Lerman: Cynerio’s NDR solution continuously analyzes network traffic for anomalies that might indicate an attack or breach. If a security event is detected, NDR provides real-time, in-depth details about the compromised devices, locations, and remediation steps. Our Cynerio Live team also offers additional human expertise to deploy microsegmentation policies, guide hospitals through the remediation process, and quickly automate the remediation process.
24×7: How does your software handle security updates and patches for medical devices it interacts with or manages?
Somasundaram: If a patch is available from the device manufacturer, it is highlighted alongside the device with instructions on how to obtain and install it.

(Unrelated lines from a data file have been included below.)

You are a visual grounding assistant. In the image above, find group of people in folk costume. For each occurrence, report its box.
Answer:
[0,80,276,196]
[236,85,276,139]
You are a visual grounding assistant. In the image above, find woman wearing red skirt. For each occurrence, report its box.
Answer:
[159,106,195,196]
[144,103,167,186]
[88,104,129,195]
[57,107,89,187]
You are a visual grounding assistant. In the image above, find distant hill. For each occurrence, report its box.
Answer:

Asimily regularly checks major device manufacturers for their latest patches, so they can be added to the Asimily platform.
Trevino: Our cyber team manages over 70 sources of intelligence on vulnerabilities and related remediations and mitigations, as well as active OEM management, to precisely identify affected devices, validated patches, and/or compensating controls. These, along with our proprietary content library of patches, remediations, and mitigating compensating controls for all identified vulnerabilities, help manage medical devices within the hospital network. Again, technology alone is just a piece, as it’s important that our people and processes are fully integrated to provide cyber service excellence, ensuring quick detection and response.
Lerman: By analyzing network traffic, Cynerio can identify medical devices and their current patch status. This allows us to quickly pinpoint outdated devices and provide specific patch details, including clear instructions for implementation. This targeted approach empowers HTM teams to resolve these issues efficiently, often closing tickets within minutes instead of wasting time searching for patch information and procedures.
Greenhalgh: Patching medical devices is a time-consuming and complex process for both medical device manufacturers and healthcare delivery organizations. Often, patches are not immediately available, or there are significant delays in testing and updating devices. During these intervals, vulnerable devices must be protected with compensating controls to mitigate risk. Claroty supports this need by offering comprehensive recommendations for hardening these devices, including automating the network segmentation process. This approach ensures that vulnerable devices are isolated and shielded from potential threats, maintaining security and operational integrity until patches can be effectively implemented.